Polyolefins such as polyethylene and polypropylene may be prepared by particle form polymerization, also referred to as slurry polymerization. With reference to FIG. 1, in this technique, feed materials typically including a monomer and a catalyst are fed to a loop reactor 100, and a product slurry containing solid polyolefin particles in a liquid medium is taken off or withdrawn from the reactor 100.
With reference to FIGS. 2 and 3, in a loop polymerization operation, a fluid slurry is circulated around the loop reactor 100 using one or more pumps 102, typically axial flow pumps having impellers 200 disposed within elbow sections 104 of the reactor 100, the impellors having hubs 208 mounted on impellor shafts 202 that extend through the walls of the elbows 104 and are supported by one or more bearings 300. In some implementations, the bearings 300 are ball bearings that are coated by a lubricant introduced through a lubrication tube 204. In other implementations, the impellor shaft 202 is supported by a sleeve bearing 300 that is coated by a lubricant flowing axially along the impellor shaft 202. Still other implementations use other types of bearing(s) and lubrication. Note that the term “bearings” is used herein to refer generically to all suitable bearing and lubrication implementations, unless the specific context requires otherwise.
The fluid slurry is typically inhibited from reaching the bearings 300 by one or more mechanical seals 302 mounted in a seal housing 312. However, there is a danger that some of the fluid slurry and polymer solids might enter the space 306 between the impellor 200 and the seals 302, or the fluid might even leak past the mechanical seals 300 and react to form polymer solids in the space 304 between the seals 302 and the bearings 300, and so cause damage to the seals 302 and/or to the bearings 300.
Often, the reactor system 100 is configured to introduce the catalyst into the fluid slurry near one or more of the axial flow pumps, so that the action of the axial flow pump mixes the catalyst with the slurry as rapidly as possible. Unfortunately, this configuration can lead to higher than average catalyst concentrations in the immediate vicinity of the pump, and an enhanced likelihood that polymer solids may form in the space between impellor hub 208 and the seals 300, between the seals 300 and the bearings 302, or in a space within the bearing(s).
Since there is substantially no formation of polymer solids in the absence of the catalyst, it is of primary importance to exclude the catalyst from the spaces 304, 306 between the bearings 300 and seals 302 and between the seals 302 and the impellor hub 208. Typically, this is accomplished by providing a pressurized flow of a flushing fluid 308 through a flushing tube 206 into the space 306 between the seals 302 and the impellor 200, thereby forcing the catalyst out and away 310 from the impellor 200. Usually, the flushing fluid comprises one or more of the feed materials, but is devoid of catalyst.

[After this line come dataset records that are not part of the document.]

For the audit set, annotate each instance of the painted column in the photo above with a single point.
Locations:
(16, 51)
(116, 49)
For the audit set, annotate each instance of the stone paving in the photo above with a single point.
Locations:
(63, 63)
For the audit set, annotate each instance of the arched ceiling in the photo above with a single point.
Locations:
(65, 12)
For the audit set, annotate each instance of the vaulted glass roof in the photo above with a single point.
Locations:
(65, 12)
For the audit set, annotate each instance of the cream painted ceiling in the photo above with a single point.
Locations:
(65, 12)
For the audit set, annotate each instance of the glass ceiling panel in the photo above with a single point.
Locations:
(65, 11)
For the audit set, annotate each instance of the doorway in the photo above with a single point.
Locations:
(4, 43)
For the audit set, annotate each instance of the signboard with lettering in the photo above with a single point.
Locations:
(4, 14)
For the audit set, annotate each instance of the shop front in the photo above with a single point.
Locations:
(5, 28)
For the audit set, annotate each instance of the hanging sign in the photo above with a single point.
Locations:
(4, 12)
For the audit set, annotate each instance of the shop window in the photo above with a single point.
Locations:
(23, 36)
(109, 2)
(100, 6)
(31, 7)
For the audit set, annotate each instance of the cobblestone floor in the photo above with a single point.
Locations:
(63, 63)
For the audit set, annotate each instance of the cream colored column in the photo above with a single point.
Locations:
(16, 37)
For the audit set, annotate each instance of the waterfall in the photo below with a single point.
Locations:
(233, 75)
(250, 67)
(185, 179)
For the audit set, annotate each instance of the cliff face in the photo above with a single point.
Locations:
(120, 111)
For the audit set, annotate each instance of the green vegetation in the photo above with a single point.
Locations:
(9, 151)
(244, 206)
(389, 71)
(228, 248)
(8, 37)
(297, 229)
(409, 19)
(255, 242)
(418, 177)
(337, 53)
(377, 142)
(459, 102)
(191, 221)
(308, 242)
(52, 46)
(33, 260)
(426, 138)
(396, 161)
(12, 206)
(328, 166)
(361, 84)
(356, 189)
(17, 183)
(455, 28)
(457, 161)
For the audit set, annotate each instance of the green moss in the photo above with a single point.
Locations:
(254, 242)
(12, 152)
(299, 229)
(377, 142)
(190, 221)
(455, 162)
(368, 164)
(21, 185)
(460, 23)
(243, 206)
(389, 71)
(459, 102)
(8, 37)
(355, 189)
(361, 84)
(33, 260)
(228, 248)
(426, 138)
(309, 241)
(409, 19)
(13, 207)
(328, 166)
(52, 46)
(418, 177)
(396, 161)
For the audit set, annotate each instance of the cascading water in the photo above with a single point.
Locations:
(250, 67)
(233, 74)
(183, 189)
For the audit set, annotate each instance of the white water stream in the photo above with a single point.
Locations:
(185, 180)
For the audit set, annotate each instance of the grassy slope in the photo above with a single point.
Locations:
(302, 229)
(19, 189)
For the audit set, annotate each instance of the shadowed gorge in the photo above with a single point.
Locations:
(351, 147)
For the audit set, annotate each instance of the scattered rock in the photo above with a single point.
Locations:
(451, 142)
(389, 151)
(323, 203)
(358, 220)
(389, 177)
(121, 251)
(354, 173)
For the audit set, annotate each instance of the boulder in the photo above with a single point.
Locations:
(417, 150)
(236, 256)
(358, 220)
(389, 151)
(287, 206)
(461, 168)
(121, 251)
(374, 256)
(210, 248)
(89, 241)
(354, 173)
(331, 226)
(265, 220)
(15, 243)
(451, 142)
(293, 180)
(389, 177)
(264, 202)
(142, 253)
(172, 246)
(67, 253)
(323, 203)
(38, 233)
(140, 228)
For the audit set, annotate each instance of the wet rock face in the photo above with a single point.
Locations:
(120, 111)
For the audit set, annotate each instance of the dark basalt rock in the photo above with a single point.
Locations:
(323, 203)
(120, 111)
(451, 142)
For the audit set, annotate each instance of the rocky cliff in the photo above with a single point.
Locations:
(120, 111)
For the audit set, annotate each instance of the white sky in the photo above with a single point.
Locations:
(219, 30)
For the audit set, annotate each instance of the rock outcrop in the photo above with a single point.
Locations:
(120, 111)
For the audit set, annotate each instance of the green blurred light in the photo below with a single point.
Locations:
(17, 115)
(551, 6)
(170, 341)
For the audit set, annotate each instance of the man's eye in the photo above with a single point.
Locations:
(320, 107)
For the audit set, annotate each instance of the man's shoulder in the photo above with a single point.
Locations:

In similar implementations, for example when using a sleeve bearing, the flushing fluid typically flows down the shaft tube to the bearing(s).
However, it can happen from time to time that the flow of the pressurized flushing fluid 308 fails, for any of a number of reasons. If this happens, the reactor 100 must be stopped, and frequently it is necessary to service the bearings 300 and seals 302 if damage has occurred. For a typical polymer reactor operating in a commercial environment, such a loss of production while the reactor 100 is stopped can be very costly.
What is needed, therefore, is an apparatus that will at least temporarily exclude catalyst and polymer solids from the bearings and seals of an axial pump in a polymer loop reactor in the event of a failure in the flushing system.